Milan (AsiaNews) On 11 April last, the Congregation for the Causes of Saints published a decree to initiate the Vatican enquiry into an extraordinary grace obtained by the intercession of the servant of God, Fr Clemente Vismara, and presented as a presumed "miracle" for the beatification of this great missionary. Clemente served for 65 years in Burma and is already venerated and invoked as the "Patriarch of Burma" and "Saint of Children".
Born in 1897 in Agrate Brianza (Milano), Clemente was awarded three medals in World War One, also attaining the rank of sergeant major; however he emerged from the war disgusted by all manner of violence and he became a missionary priest of PIME on 26 May 1923. He left for Burma on 2 August of the same year and died on 15 June 1988 in Mongping, the last of six parishes he set up.
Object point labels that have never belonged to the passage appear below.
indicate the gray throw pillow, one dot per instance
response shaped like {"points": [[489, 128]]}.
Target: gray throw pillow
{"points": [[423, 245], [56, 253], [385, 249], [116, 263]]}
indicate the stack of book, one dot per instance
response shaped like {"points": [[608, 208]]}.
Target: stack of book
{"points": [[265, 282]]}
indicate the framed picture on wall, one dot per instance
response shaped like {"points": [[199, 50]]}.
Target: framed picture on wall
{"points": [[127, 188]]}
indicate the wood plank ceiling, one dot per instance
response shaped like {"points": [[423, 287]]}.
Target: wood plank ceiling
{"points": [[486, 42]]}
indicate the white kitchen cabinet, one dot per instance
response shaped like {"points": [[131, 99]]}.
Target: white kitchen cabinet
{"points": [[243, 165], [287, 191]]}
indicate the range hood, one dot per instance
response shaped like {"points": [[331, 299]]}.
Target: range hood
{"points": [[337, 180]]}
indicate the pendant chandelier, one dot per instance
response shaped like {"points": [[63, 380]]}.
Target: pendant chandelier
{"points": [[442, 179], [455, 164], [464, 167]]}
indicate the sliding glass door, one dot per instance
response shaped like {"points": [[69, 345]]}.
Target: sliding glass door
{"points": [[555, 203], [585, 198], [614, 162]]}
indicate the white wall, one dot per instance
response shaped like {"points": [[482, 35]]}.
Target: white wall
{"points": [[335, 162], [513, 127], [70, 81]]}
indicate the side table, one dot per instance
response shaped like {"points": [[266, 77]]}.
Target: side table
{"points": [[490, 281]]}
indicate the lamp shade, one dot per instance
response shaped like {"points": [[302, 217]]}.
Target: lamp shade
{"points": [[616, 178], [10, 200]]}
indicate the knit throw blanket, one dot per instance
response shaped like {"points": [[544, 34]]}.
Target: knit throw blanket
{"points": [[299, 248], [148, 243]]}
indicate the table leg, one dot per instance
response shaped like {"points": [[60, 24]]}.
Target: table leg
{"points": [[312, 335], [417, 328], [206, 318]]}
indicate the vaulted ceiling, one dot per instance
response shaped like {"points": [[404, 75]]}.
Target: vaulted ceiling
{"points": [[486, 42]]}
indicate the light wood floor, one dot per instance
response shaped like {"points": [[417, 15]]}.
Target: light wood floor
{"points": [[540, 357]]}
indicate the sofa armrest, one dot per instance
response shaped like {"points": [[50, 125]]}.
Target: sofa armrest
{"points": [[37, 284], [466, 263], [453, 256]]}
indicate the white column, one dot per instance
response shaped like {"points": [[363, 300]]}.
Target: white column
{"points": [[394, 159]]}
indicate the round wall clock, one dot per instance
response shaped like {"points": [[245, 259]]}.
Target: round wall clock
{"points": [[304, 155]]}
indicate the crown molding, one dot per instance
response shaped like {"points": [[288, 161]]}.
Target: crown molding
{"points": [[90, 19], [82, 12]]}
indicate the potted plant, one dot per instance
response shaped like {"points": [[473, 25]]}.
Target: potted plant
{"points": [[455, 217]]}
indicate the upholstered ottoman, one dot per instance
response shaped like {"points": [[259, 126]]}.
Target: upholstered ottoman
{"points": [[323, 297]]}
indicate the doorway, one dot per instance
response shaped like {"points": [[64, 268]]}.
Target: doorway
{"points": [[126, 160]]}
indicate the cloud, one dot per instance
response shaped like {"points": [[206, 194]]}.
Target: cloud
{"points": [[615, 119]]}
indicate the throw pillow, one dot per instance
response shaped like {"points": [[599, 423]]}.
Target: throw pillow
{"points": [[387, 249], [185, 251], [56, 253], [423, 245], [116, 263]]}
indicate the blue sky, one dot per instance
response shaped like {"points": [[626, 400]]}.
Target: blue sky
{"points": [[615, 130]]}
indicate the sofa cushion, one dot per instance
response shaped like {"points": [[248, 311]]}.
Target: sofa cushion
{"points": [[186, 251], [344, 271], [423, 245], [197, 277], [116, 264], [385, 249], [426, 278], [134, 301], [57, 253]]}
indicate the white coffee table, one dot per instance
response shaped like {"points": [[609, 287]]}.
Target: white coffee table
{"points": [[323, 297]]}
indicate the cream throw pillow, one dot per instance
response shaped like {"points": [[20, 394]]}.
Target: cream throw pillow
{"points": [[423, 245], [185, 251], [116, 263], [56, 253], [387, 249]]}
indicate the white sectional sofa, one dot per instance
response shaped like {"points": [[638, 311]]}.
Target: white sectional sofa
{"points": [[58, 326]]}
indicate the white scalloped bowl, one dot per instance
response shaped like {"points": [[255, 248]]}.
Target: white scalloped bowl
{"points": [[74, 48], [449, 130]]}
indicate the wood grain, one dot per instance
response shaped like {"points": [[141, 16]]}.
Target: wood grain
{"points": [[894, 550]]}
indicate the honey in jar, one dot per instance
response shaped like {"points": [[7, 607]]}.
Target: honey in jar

During this time, he only returned to Italy once, spending some months in 1957. Cordial and optimistic, always smiling, he died at the age of 91 "without ever growing old", according to his co-brethren, because, as he himself wrote, "old age starts when you realise you are no longer useful to anyone". Until the end, he was useful to so many in a country among the poorest of the poor, among tribal peoples tormented by war, dictatorship, famine, disease and misery.
Clemente lived among some 200 or 250 orphans. He gathered them from destroyed and abandoned villages, raising them with the help of sisters who educated and brought them up until they got married. They taught them to read and write, and trained them in an occupation. But Clemente was above all a holy missionary, wholly dedicated to his poorest neighbours. He prayed much and entrusted himself to Providence, spending wisely the donations he received but without keeping any accounts. In a locked chest, he kept a bag in which he put the money he received and from which he took what was necessary. The Italian sisters with him testified that, mysteriously, there was always money and enough to meet the need! Clemente sustained more than 300 people every day, among them orphans, widows, disabled, sick and poor. Every night after dinner, he would go to bid the sisters good night and ask them: "Did everyone eat today?" And he would say to visitors: "In my home, no one has ever gone hungry." In such a situation, this was the greatest boast anyone could make.He wrote many articles and letters; he knew how to transform the squalid reality in which he lived into a poetic literary style, adventurous, full of faith and humour. His writings, published in several books, are a classic of missionary literature, especially adapted to youths who love to dream. "Who will come to take my place when I am no longer here?" he would write. The question is aimed at those who still have life to live and who want to live it well.